Bernie wrote: I am of the opinion that it has become a very simple matter of 'sustainability.'

As a tangent to Bernie's discussion, I note that implied in a statement that something isn't "sustainable", is the value given to "sustainability", or conversely, "that something that is not sustainable is undesirable".

Without getting too corny, is the beauty of a warm summers day any less beautiful or desirable because it doesn't last 365 days?

Often the value of impermanence is the ability to establish a glimpse, or insight into an alternative. Transferring this metaphor to the virtual environment, I feel there is value in some of the transience that we experience, because through transience comes refinement and development.

Without experiencing what doesn't add value, comes an insight into how to add value. Stability or sustainability over time isn't a necessary condition of adding value since people can obtain value on their way to a longer term destination.

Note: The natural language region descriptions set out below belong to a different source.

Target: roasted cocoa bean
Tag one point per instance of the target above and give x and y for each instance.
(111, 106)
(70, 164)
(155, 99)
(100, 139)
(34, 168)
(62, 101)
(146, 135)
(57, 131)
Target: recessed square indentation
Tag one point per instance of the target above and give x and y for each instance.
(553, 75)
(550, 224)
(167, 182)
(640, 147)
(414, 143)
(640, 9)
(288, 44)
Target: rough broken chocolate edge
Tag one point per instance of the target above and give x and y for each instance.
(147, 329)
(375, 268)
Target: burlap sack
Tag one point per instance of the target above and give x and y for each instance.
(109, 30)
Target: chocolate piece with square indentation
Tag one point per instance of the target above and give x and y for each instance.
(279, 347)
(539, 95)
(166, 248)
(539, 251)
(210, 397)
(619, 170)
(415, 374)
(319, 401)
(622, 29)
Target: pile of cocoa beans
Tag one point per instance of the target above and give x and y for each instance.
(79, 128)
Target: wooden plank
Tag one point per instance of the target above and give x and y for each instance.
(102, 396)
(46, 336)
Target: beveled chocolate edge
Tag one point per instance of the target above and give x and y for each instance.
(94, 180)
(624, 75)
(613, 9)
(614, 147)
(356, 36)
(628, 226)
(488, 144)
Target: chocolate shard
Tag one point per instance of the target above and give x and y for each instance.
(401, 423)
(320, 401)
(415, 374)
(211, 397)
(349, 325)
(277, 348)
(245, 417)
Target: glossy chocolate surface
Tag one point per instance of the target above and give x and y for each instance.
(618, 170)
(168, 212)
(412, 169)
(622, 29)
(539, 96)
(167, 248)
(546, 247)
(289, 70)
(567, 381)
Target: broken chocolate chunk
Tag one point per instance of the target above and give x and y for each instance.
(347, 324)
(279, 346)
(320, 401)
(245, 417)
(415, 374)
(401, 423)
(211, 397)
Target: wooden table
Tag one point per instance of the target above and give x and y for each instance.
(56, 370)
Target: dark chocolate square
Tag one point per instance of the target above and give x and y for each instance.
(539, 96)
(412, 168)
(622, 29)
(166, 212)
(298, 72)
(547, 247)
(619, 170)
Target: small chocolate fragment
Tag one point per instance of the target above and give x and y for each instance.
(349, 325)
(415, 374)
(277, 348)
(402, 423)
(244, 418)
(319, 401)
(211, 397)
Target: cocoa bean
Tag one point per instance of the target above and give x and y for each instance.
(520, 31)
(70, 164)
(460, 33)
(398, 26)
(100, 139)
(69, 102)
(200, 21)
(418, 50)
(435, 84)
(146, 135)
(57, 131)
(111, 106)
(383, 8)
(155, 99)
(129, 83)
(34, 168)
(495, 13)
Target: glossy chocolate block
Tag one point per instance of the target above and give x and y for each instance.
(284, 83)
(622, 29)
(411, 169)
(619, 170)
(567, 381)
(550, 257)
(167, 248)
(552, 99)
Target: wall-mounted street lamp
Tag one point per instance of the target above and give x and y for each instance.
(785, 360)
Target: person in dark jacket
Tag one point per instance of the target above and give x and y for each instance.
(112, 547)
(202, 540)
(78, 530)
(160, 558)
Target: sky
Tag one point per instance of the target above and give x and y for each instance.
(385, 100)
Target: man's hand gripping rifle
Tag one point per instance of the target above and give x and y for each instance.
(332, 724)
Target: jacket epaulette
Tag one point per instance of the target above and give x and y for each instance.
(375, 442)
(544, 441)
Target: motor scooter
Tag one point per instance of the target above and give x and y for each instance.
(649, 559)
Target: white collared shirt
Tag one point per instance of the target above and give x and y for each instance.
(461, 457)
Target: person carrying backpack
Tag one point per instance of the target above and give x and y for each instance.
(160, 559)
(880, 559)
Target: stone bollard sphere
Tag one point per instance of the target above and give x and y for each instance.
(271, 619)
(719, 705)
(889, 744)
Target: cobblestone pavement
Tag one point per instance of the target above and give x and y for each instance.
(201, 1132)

Our time in high school, for example, was a status that is not sustainable (for us as individuals) yet it provides unquestionable value.

(If this sounds like an apology for Chaos Theory then it is not meant to).

04 September 2007


Zealots among the zealots

The Age – September 4 2007

The Taliban have at last released the South Korean hostages. I am sure that most people have breathed a sigh of gratitude and feel great relief in their hearts for the released hostages.
But let’s think for a moment about what happened here. A group of Christian zealots decided to conduct missionary activities to convert non-Christians in the non-Christians’ own country where non-Christians represent the vast majority of the population.
Regardless of what you think of Muslims (and their own band of zealots); what incredible arrogance for Christians to enter a land inhabited by non-Christians and attempt to convert them to their brand of zealotry!
Religious testosterone has reared its ugly head once again in the form of “The fiction that is the creation of my god is better than the fiction that is the creation of your god. “
When Karl Marx said that religion was the opiate of the masses, he was on the right track but understated its impact: it is not an opiate of the masses, it is a social carcinogen.